I am the light of the world

I just had a religious experience. Or, at least as close as I’m going to get to one.

It was over a TV program called “The Sun” — a show so minor, The Science Channel doesn’t even have a web page for it. In it, Dr. Paul Scowen of Arizona State University described the simple process by which our universe went from a soup of positively-charged quanta of energy, each orbited by its own negatively-charged, smaller unit of energy, to you at this very moment reading these words. Stopping to consider that, I was reminded of just how elegant and beautiful the universe is. And it all started with a cloud of atoms.

It will sit there for thousands, and in some cases, millions of years… What you need to do to get the star formation process going is you need to kick it with something. That can be an impact on the cloud from one side by a supernova blast wave — a massive star has gone boom at the end of its life, and that sends out in all directions, very energetic compression waves that hit the gas and compresses it.
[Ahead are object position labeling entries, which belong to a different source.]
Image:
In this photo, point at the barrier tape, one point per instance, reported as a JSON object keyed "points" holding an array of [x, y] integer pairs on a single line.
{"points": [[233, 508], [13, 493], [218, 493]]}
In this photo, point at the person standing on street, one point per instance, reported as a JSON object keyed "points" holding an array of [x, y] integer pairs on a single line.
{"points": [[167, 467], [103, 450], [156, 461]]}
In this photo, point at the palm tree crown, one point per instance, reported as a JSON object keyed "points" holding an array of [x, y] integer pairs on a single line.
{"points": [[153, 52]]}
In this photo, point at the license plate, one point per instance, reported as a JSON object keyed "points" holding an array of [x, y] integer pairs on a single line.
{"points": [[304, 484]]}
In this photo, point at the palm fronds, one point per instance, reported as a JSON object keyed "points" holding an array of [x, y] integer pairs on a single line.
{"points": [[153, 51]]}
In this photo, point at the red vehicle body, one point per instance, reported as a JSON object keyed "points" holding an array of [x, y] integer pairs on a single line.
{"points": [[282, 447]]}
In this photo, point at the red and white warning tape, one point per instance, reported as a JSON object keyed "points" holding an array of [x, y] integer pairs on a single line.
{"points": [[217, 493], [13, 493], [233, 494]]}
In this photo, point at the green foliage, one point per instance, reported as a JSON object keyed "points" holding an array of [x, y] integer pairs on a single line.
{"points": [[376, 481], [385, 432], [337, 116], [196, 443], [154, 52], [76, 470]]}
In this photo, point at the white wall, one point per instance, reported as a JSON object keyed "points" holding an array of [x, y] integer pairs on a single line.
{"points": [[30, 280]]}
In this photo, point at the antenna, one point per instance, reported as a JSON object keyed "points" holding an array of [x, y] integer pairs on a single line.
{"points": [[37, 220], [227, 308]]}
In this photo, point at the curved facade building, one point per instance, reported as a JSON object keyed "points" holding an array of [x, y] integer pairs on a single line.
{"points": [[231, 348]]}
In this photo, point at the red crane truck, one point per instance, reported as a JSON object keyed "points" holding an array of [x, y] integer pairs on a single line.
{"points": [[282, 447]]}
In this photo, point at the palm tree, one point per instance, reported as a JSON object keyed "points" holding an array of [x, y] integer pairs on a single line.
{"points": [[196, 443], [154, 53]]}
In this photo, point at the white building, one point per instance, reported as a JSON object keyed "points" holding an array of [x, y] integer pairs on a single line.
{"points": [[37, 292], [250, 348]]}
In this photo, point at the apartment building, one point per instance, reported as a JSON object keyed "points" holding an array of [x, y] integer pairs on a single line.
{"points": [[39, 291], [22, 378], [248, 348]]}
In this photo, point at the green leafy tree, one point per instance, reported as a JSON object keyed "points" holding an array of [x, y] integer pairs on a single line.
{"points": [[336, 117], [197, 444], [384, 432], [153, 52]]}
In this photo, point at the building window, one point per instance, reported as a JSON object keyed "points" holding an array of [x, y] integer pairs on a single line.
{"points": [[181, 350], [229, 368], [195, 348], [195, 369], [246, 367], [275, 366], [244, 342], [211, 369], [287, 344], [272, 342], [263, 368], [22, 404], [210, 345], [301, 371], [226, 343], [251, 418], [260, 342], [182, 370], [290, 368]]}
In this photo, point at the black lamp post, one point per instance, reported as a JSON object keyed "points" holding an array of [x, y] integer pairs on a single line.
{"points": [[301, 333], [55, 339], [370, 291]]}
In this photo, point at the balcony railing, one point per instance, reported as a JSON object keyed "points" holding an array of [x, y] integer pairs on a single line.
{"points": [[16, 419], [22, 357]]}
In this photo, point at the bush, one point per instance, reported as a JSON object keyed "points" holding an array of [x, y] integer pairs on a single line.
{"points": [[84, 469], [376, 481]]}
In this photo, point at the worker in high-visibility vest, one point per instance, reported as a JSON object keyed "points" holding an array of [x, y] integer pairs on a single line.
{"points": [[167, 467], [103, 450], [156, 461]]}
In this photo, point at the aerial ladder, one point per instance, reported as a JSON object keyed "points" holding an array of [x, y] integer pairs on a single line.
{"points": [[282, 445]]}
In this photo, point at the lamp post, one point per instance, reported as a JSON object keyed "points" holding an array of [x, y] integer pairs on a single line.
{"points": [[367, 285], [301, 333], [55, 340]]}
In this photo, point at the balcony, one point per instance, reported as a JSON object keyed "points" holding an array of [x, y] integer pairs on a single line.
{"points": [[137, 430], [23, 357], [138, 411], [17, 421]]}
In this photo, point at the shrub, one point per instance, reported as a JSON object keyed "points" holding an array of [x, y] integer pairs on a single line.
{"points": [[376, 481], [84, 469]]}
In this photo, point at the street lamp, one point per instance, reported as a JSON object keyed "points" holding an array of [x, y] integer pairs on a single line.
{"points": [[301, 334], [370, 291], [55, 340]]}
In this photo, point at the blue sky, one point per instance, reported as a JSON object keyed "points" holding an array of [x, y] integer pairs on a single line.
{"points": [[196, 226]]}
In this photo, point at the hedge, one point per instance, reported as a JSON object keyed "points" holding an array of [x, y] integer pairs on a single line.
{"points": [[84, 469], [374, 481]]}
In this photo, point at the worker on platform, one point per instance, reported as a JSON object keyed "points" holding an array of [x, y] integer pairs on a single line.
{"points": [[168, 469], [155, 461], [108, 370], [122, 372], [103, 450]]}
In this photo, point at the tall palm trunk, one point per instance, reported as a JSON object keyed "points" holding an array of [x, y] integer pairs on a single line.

The first stars formed out of dense clouds of hydrogen. Then, when they died, their supernovas sent out shockwaves to jumpstart the creation of another generation of stars. It’s a perfectly simple method for increasing complexity in the universe, and it all runs automatically!

And through this process, every atom of every element of everything everywhere on earth was forged in the core of one of these stars. And not even our own star from our own solar system — a star that lived and died before the solar system had even begun to form. One star, perhaps even billions of stars, lived and died in order to give us life.

When you put it all together, you realize how amazing and sublime the universe is.

Stars of the Show

Stars are atom-making machines. They take the simplest building block of matter, hydrogen, and forge it into a variety of new atoms in the construction of the universe. From helium, stars create the heavier elements: carbon, oxygen, silicon, iron, which are then scattered to the solar winds (ha) when the star goes supernova. Through chance and over enough repitions, these elements come together to form rocky planets around the new generation of stars these supernovas helped to create. Then these atoms combine to form molecules, the molecules to form chemicals, the chemicals to form life… and we’re the result!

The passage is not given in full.